In fact, I’m in favor of widespread field experimentation, with the following caveats:

1. There is an appropriate life-cycle for programs. They shouldn’t be expected to “work” in randomized studies from Day One. There should first be a fairly long process of informal experimentation and adjustment. Such experimentation should be supported.

2. When many programs fail to show impact, we shouldn’t become generally pessimistic about social interventions. We are holding them to standards that we never use in the private sector or when assessing other types of government programs (such as weapons purchases, agricultural subsidies, or macroeconomic policies).

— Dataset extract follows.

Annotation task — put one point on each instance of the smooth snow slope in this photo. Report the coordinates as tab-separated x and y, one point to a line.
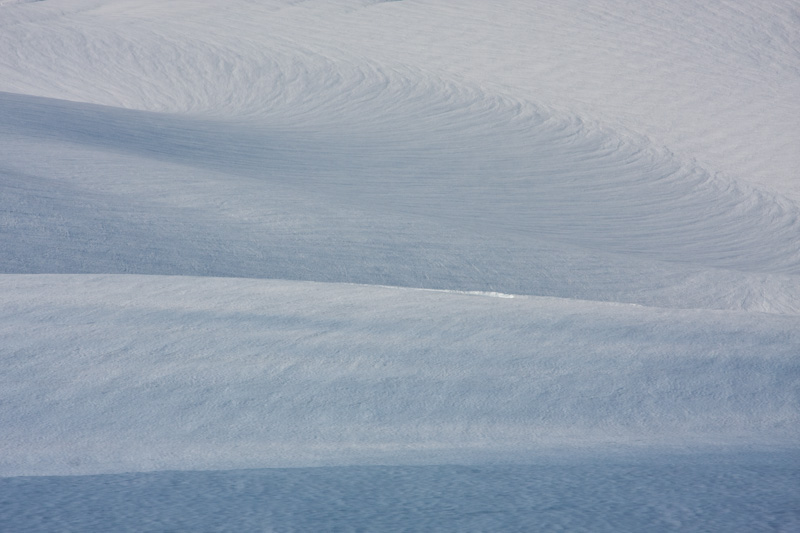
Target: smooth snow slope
630	175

3. Benefits need not always be long-term. Many beneficial interventions wear off, and that is an argument for follow-up, not for canceling the programs. Besides, if a program actually makes life better for 13-year-olds, that seems like an important advantage even if they are not still better off when they are 20.

4. Experiments should be used to improve programs. That is much more promising than lurching from one untested strategy to another every time results are disappointing.

5. Randomized experimentation is a rather detached, arm’s length method. But it is also an easy method to explain. Participants should influence important aspects of the research, such as decisions about what to measure and interpretations of the results.